Pot-Bouille

Pot-Bouille (paragraphe n°1960)

Chapitre XI

Dès le soir, des querelles commencèrent. La famille se trouvait devant un désastre. Monsieur Vabre, avec cette insouciance sceptique que les notaires montrent parfois, ne laissait pas de testament. On fouilla en vain tous les meubles, et le pis fut qu'il n'y avait pas un sou des six ou sept cent mille francs espérés, ni argent, ni titres, ni actions ; on découvrit seulement sept cent trente-quatre francs en pièces de dix sous, une cachette de vieillard gâteux.

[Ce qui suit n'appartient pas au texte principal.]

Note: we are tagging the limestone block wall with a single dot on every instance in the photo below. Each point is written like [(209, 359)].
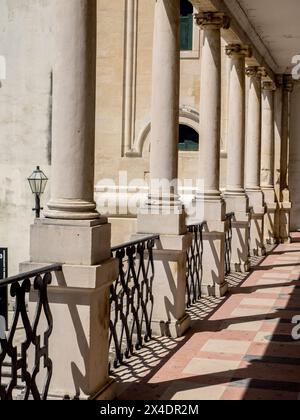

Et des traces irrécusables, un carnet ouvert de chiffres, des lettres d'agents de change apprirent aux héritiers, blêmes de colère, le vice secret dubonhomme, une passion effrénée du jeu, un besoin maladroit et enragé de l'agiotage, qu'il cachait sous l'innocente manie de son grand travail de statistique. Tout y passait, ses économies de Versailles, les loyers de sa maison, jusqu'aux sous qu'il carottait à ses enfants ; même, dans les dernières années, il en était venu à hypothéquer la maison de cent cinquante mille francs, en trois fois. La famille resta atterrée en face du fameux coffre-fort, où elle croyait la fortune sous clef, et dans lequel il y avait simplement un monde d'objets singuliers, des débris ramassés à travers les pièces, vieilles ferrailles, vieux tessons, vieux rubans, parmi des jouets en morceaux, volés jadis au petit Gustave.